Both share a bit of a "mind over matter/it's all in your head" aspect that could be construed as not strictly objectivist.
If that is what you meant about acclimatization, that is.
post #47 of 48
A major problem with comparing two amps, one burned in and the other not, is that you have to be certain that both were identical to begin with. Even with two units of the same make you have variation between parts. They're usually matched for each unit, but not matched across every unit ever made.

To put this a different way, two brand new units of the same model could very well sound different, regardless of the amount of time they've "burned-in." Unless you know the two units were identical to begin with, a comparison is useless.

I can offer a different perspective on this than many. Before I got into Hi-Fi, I spent many years restoring old radios. I've gone though at least 100 of them over the years and have had the chance to listen to 50 or 60 year old sets. My oldest radio was made around 1926. Without question, parts degrade over time. This is a function of heat and time of use. Most components sound best when new or shortly after. You'd be shocked at the difference in sound when you replace old caps with new ones.

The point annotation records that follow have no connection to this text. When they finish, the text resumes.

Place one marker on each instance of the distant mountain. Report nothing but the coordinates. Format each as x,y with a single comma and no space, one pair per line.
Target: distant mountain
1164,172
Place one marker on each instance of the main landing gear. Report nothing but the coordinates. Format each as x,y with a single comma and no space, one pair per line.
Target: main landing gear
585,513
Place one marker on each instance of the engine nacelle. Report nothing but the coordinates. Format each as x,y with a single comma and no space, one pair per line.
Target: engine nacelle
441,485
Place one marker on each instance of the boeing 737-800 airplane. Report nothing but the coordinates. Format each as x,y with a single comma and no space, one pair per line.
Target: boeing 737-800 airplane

Time and heat take a toll on every component.

This is why I'm disinclined to believe that time (and the associated heat) somehow improve things. Capacitors form up within seconds (there are formulas for this, even) and degrade from there. If you want to call that an "improvement," then that's your taste. From a technical standpoint, components degrade and drift in value from the minute you start using them. Browse the manufacturers' spec sheets at Digikey and Mouser to find the MTBF (mean time before failure) for the components you have.

The main reason why components sound "different" when warmed up and usex for awhile is because time and heat cause them to change value after awhile. Again, if you think they sound "better" after this, that's your taste. Technically, they've degraded and are not as close to spec (and what the circuit calls for, by the way) as they were when new.

Which is why I don't put muck stock in "burn in" and also why I make sure to turn off components when not in use. I know the clock is ticking every minute I use something and I'm not eager to warm up the iron to repair something prematurely.
post #48 of 48
Thread Starter 
thanks for the comment uncle erik. so probably a "Burn-in" is not a good thing. it is also logical (for someone like me that don't understand in electronics) to assume that electronic compenents degrade in time by usage, like most of the meterials in this world.

just a tought... maybe it's the same with wine ...people tend to think that the oldest is the better but in fact,it could be that a new fresh bottle is better. people convinced themselfs that the taste of old wine is better and got used to it, like an audiophile that "convinced" himself that the sound after burn in is better than a new amp.